In some civil law jurisdictions, prosecutors have very little discretion; an investigating judge makes the decision to prosecute after a preliminary inquiry, or law requires that every case be prosecuted where sufficient evidence exists to do so. In other civil law systems the prosecutor has discretion to prosecute, to dispose of a case upon the fulfillment of conditions by the accused person, or not to proceed at all. Some civil law systems grant this discretion on a limited basis. In common law systems, exercising discretion whether to prosecute is generally a key function of the office of the public prosecutor. The exercise of discretion may depend on a range of factors over and above the adequacy of evidence.
Prosecutorial Policy on Detention
Given the significance of prosecutors in determining pretrial detention, prosecutorial policy should instruct prosecutors to request the detention of defendants awaiting trial in a sparing manner and to deal with cases involving pretrial detainees expeditiously.
Pretrial Evaluation and Bail Support Services
Pretrial evaluation and bail support services have two broad goals: First, to allow—to the maximum extent possible—pretrial release pending adjudication; and second, to assure that defendants appear in court to face their charges and ensure they do not pose a threat to the public.
Most jurisdictions that offer pretrial information schemes also provide bail support (also called “bail supervision”). These services assist arrestees in completing their pretrial release period without re-offending or failing to appear in court. Released arrestees who miss a court appearance may do so because they do not know their date or forget it or willfully put it out of their minds.

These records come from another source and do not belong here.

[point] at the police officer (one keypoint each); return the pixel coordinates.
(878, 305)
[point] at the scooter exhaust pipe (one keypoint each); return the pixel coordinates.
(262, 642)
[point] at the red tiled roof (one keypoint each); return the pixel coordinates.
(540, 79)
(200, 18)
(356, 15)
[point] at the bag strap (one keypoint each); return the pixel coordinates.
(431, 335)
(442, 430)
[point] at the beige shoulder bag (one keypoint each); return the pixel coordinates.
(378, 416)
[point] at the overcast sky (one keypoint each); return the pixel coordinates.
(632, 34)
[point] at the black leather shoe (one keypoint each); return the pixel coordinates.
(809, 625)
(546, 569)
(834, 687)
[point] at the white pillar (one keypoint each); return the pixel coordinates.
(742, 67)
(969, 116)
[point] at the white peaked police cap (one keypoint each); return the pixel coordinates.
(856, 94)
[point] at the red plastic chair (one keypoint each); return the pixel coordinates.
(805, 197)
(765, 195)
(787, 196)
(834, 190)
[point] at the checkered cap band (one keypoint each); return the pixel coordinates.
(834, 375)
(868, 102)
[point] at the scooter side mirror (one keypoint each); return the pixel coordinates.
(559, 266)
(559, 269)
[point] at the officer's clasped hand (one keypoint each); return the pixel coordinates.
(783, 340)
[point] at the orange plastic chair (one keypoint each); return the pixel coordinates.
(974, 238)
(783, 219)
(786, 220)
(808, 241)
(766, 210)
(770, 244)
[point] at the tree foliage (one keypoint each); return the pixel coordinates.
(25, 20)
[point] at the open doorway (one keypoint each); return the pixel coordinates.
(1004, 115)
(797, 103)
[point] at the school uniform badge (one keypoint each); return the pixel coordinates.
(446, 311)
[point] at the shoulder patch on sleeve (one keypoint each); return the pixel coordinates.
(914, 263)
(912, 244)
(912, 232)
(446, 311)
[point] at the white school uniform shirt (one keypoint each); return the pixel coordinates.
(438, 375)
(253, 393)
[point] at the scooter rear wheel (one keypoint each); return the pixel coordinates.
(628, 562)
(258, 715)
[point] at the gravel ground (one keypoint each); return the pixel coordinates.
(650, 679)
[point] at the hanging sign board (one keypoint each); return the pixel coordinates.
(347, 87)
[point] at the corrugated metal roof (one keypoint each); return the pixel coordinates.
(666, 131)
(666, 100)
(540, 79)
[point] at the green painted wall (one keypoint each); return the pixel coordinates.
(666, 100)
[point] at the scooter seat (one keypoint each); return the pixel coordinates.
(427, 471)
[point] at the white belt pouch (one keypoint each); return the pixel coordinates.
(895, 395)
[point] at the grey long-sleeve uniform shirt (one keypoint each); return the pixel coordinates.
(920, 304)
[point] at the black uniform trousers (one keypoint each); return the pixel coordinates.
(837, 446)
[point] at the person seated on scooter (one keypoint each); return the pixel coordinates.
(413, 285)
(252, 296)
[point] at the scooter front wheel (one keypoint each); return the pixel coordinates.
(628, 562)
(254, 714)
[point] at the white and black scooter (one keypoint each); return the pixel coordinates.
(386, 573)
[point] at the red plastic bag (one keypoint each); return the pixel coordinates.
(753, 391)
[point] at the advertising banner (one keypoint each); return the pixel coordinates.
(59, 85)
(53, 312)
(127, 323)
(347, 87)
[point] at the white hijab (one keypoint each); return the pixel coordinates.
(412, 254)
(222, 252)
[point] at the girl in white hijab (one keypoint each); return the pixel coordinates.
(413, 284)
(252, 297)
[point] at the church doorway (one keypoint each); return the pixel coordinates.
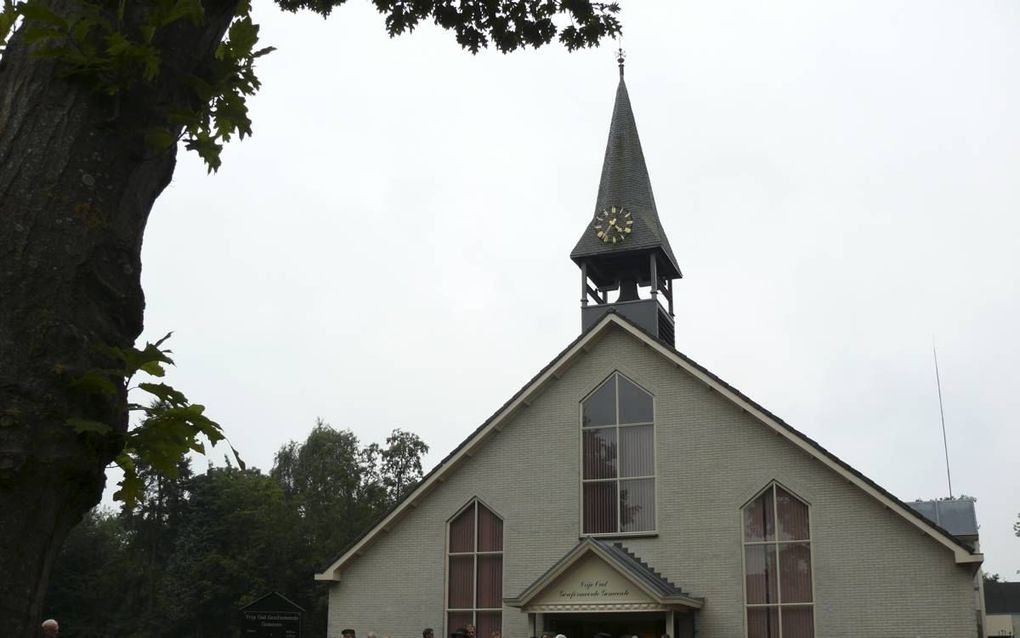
(620, 625)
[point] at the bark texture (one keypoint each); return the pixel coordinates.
(77, 186)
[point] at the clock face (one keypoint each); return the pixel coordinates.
(613, 225)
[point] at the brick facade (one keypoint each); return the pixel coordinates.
(875, 574)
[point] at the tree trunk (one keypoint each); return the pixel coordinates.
(77, 186)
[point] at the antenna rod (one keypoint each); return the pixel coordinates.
(946, 445)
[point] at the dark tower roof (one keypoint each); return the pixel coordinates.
(625, 183)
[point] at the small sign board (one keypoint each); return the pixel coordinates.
(272, 616)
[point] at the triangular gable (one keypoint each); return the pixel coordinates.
(526, 395)
(272, 601)
(597, 576)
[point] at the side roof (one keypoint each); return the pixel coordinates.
(555, 369)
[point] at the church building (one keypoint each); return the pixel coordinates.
(627, 490)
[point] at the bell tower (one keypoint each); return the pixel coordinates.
(626, 263)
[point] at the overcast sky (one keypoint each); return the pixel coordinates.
(838, 182)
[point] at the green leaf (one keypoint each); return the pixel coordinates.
(36, 10)
(83, 426)
(163, 392)
(117, 44)
(153, 367)
(8, 15)
(237, 457)
(96, 382)
(244, 35)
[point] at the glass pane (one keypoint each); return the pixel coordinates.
(758, 519)
(489, 623)
(793, 517)
(600, 453)
(759, 571)
(635, 404)
(461, 582)
(600, 507)
(458, 620)
(490, 581)
(600, 408)
(795, 572)
(798, 623)
(462, 531)
(763, 623)
(636, 451)
(638, 505)
(490, 531)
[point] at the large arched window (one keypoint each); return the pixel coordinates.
(618, 458)
(474, 592)
(777, 566)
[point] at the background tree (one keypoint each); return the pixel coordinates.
(95, 96)
(196, 548)
(402, 462)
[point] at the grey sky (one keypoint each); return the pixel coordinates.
(838, 182)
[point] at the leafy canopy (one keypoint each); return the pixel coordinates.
(122, 50)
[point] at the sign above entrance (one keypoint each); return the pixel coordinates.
(592, 581)
(596, 576)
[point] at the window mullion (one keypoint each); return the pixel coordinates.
(474, 571)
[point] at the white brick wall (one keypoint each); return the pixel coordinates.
(875, 575)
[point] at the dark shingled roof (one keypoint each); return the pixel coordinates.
(641, 571)
(956, 516)
(1002, 597)
(625, 183)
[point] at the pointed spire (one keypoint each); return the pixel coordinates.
(625, 184)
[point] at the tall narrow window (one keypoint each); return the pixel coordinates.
(618, 464)
(474, 594)
(777, 566)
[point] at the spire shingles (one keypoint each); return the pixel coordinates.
(625, 184)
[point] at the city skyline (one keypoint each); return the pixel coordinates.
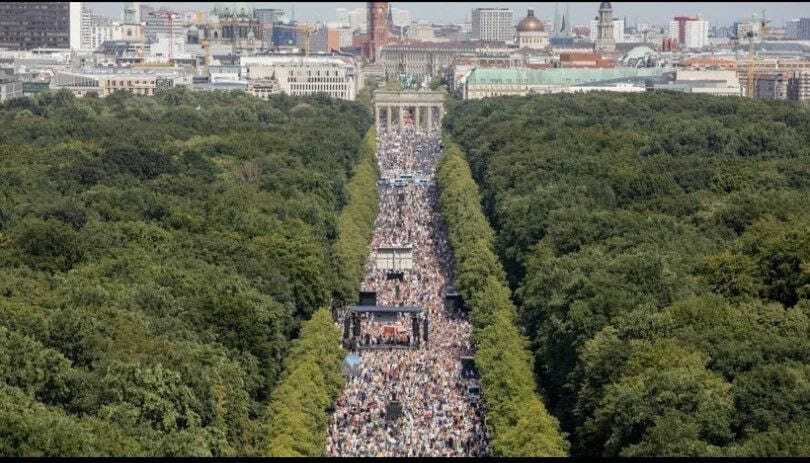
(723, 13)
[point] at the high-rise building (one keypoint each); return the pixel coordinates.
(605, 39)
(531, 33)
(792, 29)
(401, 18)
(803, 29)
(27, 25)
(691, 32)
(377, 29)
(697, 34)
(799, 87)
(269, 15)
(342, 16)
(492, 24)
(132, 13)
(618, 30)
(358, 19)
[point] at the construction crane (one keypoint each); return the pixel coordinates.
(763, 27)
(169, 16)
(307, 30)
(206, 46)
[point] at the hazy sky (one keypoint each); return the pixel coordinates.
(656, 12)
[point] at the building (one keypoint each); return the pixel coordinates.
(799, 87)
(285, 35)
(10, 87)
(378, 29)
(29, 25)
(697, 34)
(531, 33)
(584, 59)
(492, 24)
(82, 22)
(264, 88)
(345, 34)
(484, 83)
(719, 83)
(157, 23)
(803, 29)
(421, 33)
(305, 75)
(132, 13)
(400, 18)
(432, 59)
(358, 20)
(562, 28)
(234, 30)
(772, 86)
(101, 82)
(618, 30)
(690, 32)
(765, 67)
(325, 39)
(269, 15)
(605, 41)
(743, 29)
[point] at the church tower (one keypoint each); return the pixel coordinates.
(377, 29)
(604, 29)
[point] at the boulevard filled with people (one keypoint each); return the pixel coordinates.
(440, 416)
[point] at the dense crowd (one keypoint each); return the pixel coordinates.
(440, 415)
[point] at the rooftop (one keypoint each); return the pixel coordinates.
(557, 76)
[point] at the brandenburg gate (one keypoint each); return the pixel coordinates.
(422, 109)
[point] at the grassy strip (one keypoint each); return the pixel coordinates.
(356, 223)
(518, 420)
(313, 379)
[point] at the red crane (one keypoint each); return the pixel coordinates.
(169, 16)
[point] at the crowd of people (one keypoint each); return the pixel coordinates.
(439, 414)
(379, 331)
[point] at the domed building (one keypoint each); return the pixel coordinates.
(531, 33)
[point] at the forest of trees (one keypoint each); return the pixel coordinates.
(157, 257)
(658, 248)
(519, 422)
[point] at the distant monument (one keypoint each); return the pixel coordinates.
(604, 29)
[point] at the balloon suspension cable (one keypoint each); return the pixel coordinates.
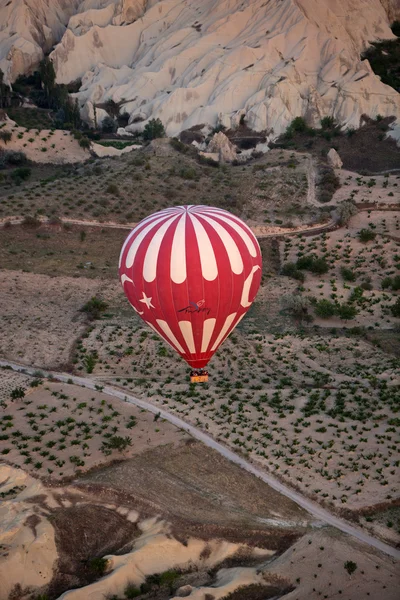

Bail support programs have developed innovative ways—such as posting or emailing reminder letters, telephoning arrestees on the morning of their court appearances, and providing a written note with the next court date to the arrestee at every court appearance—to get arrestees to appear in court on the due date. Supervising arrestees in between court dates to curtail re-offending or witness tampering may involve linking participants with social services such as drug treatment, education and training, job development, housing services, and family counseling. Providing a rigid structure to an arrestee’s daily activities can redirect him. These services may involve weekly appointments with a pretrial services officer, which give the state a mechanism to identify absconded arrestees in advance of a court date. Many programs provide bail support to arrestees who would suffer particular hardship in pretrial detention, such as juveniles, single parents, and those with mental health problems.
In early 2012 the state governor of the Nigerian state of Ondo commissioned Nigeria’s first court to be built on prison premises. The court is to be built at Olokuta Prison in the state capital of Akure, which holds four times the detainees for which it was designed, the vast majority of them pretrial detainees. India has held jail adalats (literally “prison court”) frequently since 1999. A review of 73 Indian prisons and sub-jails found that jail adalats disposed of over 5,000 cases over a one year period. A review of monthly camp courts in Bihar, India, shows that they have been highly effective at reducing the backlog of bailable cases and other simple criminal cases.